Num dado momento, perguntaram se queria ouvir alguma em especial. "Qualquer uma do Tião Carreiro", eu disse e cantaram a clássica Pagode em Brasilia.  Que privilégio o meu!
A pequenina caixa de som só captava o instrumento, de modo que as vozes sumiram, mas foi o bastante para perceber que tocavam com dignidade e respeito pela tradição.

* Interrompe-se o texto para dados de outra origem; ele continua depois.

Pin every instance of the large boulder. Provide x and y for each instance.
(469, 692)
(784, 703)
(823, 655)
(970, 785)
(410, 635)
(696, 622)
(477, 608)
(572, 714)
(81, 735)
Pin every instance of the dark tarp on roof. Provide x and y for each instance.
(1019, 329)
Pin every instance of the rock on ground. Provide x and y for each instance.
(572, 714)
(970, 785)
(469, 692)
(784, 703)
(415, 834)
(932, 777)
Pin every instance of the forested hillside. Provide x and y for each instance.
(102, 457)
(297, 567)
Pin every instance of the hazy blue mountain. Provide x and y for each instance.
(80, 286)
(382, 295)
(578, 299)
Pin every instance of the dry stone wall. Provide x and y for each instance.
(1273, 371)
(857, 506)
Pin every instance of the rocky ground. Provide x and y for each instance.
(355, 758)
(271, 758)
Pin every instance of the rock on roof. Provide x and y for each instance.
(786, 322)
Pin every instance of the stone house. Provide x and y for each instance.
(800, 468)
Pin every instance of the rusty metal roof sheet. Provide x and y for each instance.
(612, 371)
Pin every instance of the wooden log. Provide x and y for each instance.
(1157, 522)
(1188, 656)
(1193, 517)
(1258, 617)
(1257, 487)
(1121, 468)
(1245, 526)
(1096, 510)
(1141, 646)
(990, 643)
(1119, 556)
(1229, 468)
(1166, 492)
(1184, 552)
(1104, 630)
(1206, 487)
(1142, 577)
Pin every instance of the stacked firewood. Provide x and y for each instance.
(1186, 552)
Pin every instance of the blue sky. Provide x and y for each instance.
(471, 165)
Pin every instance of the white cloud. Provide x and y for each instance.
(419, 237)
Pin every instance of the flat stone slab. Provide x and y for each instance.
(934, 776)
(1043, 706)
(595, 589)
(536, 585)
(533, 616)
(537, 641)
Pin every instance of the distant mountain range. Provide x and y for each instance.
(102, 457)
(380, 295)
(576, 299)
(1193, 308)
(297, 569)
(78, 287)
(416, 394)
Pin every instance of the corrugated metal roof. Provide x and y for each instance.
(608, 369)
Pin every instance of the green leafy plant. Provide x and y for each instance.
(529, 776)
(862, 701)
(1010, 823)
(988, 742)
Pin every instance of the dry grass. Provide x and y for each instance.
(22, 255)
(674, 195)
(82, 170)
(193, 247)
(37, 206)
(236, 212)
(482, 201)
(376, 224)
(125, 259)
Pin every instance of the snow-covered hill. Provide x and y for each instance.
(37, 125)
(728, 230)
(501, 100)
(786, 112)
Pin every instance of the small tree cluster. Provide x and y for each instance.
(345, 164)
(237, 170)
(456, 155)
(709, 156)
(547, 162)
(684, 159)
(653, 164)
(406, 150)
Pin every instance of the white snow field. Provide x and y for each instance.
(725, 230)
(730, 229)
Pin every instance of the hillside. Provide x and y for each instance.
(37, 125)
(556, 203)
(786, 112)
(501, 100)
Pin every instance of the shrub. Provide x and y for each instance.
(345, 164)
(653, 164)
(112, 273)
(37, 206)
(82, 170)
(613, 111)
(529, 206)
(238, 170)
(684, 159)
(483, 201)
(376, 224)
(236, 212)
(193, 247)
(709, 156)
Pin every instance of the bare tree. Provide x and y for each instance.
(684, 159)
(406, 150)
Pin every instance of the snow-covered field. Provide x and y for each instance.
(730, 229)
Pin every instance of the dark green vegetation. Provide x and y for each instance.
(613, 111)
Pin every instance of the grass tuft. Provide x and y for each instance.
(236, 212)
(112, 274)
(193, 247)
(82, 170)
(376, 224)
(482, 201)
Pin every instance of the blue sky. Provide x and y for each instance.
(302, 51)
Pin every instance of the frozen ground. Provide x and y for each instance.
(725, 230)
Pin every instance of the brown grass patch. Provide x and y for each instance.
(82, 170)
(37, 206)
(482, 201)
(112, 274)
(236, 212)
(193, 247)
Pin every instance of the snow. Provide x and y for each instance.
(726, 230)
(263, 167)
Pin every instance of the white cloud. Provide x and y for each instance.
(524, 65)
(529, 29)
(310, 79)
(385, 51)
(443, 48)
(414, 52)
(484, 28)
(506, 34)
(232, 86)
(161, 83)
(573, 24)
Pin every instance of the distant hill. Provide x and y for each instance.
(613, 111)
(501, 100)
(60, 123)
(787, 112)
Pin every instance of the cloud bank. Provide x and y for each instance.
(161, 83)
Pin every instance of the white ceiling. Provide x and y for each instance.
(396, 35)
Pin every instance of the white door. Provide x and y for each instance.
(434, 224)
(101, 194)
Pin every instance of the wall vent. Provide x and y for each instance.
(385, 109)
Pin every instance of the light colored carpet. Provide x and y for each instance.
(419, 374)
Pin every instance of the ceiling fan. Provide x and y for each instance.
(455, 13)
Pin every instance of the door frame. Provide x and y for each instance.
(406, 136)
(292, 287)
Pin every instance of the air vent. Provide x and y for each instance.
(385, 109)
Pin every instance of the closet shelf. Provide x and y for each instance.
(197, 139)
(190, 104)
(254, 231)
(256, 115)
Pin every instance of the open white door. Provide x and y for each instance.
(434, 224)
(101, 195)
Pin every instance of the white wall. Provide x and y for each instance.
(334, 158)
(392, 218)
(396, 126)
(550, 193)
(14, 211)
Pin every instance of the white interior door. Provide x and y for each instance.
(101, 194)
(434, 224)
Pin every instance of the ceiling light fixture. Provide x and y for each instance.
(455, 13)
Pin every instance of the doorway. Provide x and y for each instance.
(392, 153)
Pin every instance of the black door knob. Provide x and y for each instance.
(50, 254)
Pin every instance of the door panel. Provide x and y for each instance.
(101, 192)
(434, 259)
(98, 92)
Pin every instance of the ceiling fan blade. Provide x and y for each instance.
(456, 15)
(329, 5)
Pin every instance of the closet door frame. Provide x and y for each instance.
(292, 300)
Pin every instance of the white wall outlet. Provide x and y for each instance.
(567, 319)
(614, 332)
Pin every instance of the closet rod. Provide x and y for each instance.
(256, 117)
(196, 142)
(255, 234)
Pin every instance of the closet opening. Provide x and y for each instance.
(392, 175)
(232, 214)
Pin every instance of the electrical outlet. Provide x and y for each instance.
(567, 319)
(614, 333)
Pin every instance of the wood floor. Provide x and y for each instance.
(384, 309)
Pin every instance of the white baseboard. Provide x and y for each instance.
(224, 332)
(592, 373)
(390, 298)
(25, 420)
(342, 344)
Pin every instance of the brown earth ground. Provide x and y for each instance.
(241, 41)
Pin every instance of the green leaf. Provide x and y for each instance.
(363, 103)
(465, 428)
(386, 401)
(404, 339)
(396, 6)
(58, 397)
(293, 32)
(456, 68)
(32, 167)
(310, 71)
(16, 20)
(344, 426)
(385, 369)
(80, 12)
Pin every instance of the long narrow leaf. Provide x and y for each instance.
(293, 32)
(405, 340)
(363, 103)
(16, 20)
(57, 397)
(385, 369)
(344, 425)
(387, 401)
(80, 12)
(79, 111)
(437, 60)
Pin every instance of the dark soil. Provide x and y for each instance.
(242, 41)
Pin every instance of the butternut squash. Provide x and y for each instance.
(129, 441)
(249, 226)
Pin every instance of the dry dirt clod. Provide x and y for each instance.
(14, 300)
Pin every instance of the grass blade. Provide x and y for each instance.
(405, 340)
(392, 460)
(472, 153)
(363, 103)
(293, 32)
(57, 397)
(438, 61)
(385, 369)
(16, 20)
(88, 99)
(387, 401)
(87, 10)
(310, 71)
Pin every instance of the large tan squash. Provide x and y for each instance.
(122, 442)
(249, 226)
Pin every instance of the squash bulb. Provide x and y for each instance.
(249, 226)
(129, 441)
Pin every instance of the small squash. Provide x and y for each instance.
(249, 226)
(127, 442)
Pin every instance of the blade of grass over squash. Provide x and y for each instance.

Felizmente tinham CDs para vender. 
Comprei um e me arrependi! Me arrependi de não ter comprado mais para distribuir aos amigos. Disquinho simples, singelo, onde interpretam 12 clássicos do nosso cancioneiro caipira, como Casa de caboclo, Couro de Boi, Tristeza do Jeca, Ultimo Adeus, Chico Mineiro, etc.
Se alguém ver por ai um violeiro de nome Marquinhos da Viola acompanhado de sua prenda, a simpática Ana Maria, por favor, oiçam! É o que de mais autentico pode existir da verdadeira arte popular, nosso maior tesouro musical! São o que de mais genuíno podemos chamar de “músicos amadores”. Amadores no sentido de verdadeiramente apaixonados pela musica. São frutos que ao fim e ao cabo se converteram em verdadeiros troncos, de sólidas raízes. Com eles ocorre a metamorfose: de tão imersos na tradição, acabaram por se converter na própria!

Asseguro e dou fé, conforme escreviam (ou ainda escrevem?) os bacharéis cartoriais das cidadelas do interior do Brasil!
Marquinhos da Viola & Ana Maria tem autoridade. E como eles, devem haver muitos outros. Quem compareceu a alguma das edições do “Caipirapuru”, o festival de viola idealizado pelo violeiro Julio Santin e amigos em  Irapurú, pequena cidade da região do Pontal do Paranapanema, sabe o que quero dizer. Por lá ainda há lares (casas de caboclos!) onde a viola é acessório obrigatório na casa. Da mesma forma que a faca de picar fumo, o café de coador e a broa de milho.

É nossa cultura viva, o que há de melhor em termos de pureza, autenticidade! Garanto e dou fé! E tomo emprestado o que escreveu de Lisboa o meu amigo Alexandre Silva: "Parece sentir-se o prazer da audição desses temas tão únicos e tão intrinsecamente ligados à história e à memória de um povo."
E quem puder, compre o CDzinho deles. Os 10 reais valem demais a pena!